Investigators from Indonesia's National Transport Safety Committee (KNKT) have found that the Lion Air Boeing 737 Max plane which crashed into the Java Sea just after taking off from Jakarta on 29 October should never have been used as it was not airworthy.

In its findings which took aim at the carrier's poor
safety culture, the investigators said the plane should have been grounded after technical problems reported on earlier flights.

The plane was put back into service despite failing to fix a problem with the airspeed indicator in the days leading up to the fatal flight.

"During [that] flight, the plane was experiencing a technical problem but the pilot decided to continue," Nurcahyo Utomo, aviation head at the National Transport Safety Committee, told reporters.

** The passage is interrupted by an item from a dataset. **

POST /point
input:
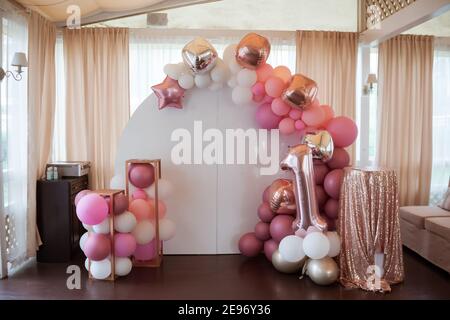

"In our opinion, the plane was no longer airworthy and it should not have continued," he added.

The findings does not, however, identify exactly what caused the crash, which killed 189 people.

The flight data recorder has been retrieved but the Indonesian National Transportation Safety Committee are yet to locate the cockpit voice recorder which could provide more answers.

Lion must take steps "to improve the safety culture" and ensure "all the operation documents are properly filled and documented", the transport agency said.

Relatives of crash victims are suing Boeing over alleged faults with the jet's design, focusing on the automated safety feature.